Pretender ser uma mente “neutra”, partindo-se do zero é pura prepotência e soberba, além de ser uma conclusão estúpida e enganosa em si mesma. Não tenho problemas em assumir o que sou, e o que tenho sido é fruto da ação de Deus através da instrumentalização do corpo de Cristo, capacitado pelo próprio Deus a auxiliar os membros no conhecimento e entendimento da verdade. Isto não quer dizer perfeição nem infalibilidade, mas um processo lento em que, mesmo na imperfeição e vivendo com a natureza pecaminosa, o Senhor vai-me afastando cada vez mais de mim, e me colocando cada vez mais próximo de Cristo. E, de forma alguma, ninguém pode dizer que o conhecimento adquirido ou a ignorância cultivada é fruto exclusivamente de si mesmo. Mas esta é apenas uma introdução, não o assunto deste texto.

Dito isso, abordarei mais um tema do qual não domino, mas tenho o entendimento suficiente para considerá-lo verdadeiro: o pressuposicionalismo bíblico.
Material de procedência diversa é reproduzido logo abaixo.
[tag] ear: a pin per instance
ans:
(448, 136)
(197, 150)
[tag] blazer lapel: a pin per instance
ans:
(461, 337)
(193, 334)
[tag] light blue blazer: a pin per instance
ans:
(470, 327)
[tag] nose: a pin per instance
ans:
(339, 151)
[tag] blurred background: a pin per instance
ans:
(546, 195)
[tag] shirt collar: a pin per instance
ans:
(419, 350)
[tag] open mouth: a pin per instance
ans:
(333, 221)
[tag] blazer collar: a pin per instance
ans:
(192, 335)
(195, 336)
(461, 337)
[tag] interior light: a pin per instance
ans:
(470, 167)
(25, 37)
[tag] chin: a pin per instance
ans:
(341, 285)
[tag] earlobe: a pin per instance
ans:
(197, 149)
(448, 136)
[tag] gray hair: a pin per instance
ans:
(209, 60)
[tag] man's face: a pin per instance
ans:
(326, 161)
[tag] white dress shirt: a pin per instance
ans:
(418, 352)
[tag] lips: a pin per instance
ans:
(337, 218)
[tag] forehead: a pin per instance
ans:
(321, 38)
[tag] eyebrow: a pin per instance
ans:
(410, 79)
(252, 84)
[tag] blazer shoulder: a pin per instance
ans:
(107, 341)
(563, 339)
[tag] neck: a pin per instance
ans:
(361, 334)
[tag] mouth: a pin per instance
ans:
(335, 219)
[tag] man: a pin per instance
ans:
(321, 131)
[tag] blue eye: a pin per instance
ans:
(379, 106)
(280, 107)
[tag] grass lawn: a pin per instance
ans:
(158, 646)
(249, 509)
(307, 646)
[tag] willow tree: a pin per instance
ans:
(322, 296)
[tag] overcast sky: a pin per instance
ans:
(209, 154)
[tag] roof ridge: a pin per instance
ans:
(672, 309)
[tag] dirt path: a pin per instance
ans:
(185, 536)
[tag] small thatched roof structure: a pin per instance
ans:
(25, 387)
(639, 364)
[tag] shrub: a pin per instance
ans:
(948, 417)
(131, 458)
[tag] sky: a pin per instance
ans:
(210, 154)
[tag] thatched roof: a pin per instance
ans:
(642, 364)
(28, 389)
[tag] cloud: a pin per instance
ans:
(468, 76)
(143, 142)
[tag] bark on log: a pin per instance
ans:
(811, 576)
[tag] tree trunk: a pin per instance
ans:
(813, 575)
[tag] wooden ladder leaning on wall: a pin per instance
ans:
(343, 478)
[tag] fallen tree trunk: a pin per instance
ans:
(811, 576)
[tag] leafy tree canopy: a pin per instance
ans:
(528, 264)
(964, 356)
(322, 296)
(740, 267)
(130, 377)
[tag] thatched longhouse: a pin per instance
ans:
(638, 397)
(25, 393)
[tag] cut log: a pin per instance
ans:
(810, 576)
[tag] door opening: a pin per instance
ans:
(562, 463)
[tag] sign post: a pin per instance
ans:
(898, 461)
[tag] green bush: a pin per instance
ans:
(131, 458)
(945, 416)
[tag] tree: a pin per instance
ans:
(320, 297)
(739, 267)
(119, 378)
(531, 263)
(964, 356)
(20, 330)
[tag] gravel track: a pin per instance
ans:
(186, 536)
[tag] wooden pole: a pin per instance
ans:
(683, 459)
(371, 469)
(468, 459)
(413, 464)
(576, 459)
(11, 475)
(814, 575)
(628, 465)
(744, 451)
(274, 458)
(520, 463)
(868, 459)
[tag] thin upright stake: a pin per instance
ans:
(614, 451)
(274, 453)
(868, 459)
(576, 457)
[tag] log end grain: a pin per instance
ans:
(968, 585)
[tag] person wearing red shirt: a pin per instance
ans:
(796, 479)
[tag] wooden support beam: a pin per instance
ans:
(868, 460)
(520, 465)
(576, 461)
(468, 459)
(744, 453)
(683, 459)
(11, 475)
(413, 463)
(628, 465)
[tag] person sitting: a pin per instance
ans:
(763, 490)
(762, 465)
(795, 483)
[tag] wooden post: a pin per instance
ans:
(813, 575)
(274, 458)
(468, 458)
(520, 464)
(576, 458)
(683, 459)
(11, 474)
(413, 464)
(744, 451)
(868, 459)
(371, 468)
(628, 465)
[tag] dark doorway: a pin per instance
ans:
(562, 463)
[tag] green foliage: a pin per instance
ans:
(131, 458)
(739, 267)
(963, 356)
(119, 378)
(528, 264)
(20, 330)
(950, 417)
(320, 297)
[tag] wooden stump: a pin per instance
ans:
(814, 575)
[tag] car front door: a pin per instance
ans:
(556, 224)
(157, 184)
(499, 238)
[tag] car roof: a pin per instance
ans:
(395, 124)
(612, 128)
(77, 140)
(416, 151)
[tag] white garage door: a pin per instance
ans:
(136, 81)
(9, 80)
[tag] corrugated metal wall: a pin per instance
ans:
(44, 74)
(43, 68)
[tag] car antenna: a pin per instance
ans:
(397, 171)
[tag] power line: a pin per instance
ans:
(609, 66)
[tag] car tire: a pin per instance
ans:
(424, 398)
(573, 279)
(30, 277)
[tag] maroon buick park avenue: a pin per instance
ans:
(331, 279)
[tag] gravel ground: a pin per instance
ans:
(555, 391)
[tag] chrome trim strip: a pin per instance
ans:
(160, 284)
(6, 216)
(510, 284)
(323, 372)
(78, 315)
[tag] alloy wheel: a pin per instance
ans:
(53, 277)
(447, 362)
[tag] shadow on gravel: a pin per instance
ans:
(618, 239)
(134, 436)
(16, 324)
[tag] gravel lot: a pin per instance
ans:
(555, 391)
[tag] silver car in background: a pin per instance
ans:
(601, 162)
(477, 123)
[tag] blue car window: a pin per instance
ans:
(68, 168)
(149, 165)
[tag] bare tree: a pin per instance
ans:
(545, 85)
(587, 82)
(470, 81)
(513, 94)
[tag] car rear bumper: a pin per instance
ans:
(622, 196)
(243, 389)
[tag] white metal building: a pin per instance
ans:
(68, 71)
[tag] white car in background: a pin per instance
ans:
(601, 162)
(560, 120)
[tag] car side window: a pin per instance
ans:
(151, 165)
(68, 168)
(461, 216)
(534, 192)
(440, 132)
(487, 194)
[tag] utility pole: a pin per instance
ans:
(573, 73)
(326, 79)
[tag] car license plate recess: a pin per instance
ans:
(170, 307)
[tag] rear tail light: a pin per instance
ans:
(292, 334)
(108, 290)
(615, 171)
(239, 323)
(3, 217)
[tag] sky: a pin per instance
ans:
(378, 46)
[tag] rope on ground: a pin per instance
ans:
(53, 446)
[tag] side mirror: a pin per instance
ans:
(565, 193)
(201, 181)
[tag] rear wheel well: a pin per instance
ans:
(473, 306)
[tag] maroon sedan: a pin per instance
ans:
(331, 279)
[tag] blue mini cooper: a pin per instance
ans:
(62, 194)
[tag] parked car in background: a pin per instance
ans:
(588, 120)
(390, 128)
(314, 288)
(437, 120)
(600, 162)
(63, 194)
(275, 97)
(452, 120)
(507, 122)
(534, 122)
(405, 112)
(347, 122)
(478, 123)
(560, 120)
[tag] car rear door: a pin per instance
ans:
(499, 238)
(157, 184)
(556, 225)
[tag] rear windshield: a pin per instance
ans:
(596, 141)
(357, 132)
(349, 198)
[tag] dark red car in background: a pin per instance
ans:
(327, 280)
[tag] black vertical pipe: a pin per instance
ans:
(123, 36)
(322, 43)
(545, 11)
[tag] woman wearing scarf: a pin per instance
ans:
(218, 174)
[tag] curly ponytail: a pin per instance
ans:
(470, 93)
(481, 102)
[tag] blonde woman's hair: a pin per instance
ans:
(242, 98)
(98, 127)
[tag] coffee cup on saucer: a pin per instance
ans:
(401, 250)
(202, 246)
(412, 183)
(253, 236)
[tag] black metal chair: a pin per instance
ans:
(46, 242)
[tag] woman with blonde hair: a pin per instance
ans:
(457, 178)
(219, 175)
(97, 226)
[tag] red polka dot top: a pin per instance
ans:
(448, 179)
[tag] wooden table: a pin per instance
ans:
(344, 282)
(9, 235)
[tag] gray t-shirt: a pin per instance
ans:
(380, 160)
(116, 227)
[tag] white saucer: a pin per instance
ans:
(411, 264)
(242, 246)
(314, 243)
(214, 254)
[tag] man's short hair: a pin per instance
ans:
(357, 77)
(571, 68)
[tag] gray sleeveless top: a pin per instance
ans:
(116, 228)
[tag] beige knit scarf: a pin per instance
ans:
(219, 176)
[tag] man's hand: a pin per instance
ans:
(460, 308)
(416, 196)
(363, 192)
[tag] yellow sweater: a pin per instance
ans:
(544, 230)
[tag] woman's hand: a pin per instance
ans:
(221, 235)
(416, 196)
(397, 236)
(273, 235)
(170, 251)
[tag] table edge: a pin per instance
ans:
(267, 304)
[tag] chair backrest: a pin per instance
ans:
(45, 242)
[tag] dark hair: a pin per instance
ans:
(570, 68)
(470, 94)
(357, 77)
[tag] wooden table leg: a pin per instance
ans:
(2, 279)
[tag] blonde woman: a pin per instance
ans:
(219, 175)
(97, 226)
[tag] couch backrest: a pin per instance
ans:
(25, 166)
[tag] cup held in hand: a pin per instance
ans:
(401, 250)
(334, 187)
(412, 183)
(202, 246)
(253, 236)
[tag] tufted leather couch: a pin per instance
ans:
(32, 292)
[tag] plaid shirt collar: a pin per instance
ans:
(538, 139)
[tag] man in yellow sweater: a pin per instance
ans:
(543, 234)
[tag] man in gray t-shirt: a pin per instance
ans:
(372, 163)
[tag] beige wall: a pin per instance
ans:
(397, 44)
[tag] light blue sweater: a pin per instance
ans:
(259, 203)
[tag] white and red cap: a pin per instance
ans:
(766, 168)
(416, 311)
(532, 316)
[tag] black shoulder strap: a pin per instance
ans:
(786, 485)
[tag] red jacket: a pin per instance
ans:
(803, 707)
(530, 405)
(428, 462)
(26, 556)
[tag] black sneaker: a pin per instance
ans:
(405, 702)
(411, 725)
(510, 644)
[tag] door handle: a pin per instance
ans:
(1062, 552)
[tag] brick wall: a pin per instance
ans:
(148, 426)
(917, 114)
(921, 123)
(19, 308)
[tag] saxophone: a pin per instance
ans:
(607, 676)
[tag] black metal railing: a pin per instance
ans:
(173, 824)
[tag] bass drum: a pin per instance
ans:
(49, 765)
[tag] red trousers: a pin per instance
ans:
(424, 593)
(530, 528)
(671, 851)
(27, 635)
Interessante que alheio à metodologia humanista de se avaliar e colocar o texto bíblico à prova da razão e da ciência, as pressuposições interpretativas serão a base para a exegese; ou seja, nenhum estudioso interpretará as Escrituras sem pressuposições, e a afirmação de que existe uma “neutralidade” no estudo não passará de uma grande farsa.

A questão é: ou se interpreta a Bíblia através das pressuposições sobrenaturais, ou a fazemos através das pressuposições racionalistas e liberais. Delas dependerá o caminho a ser tomado. O que significará utilizar de pressuposição interpretativa crente e ortodoxa ou incrédula e liberal.

Na verdade o incrédulo baseará o seu estudo a partir da incredulidade; enquanto o crente baseará o seu estudo a partir da crença bíblica.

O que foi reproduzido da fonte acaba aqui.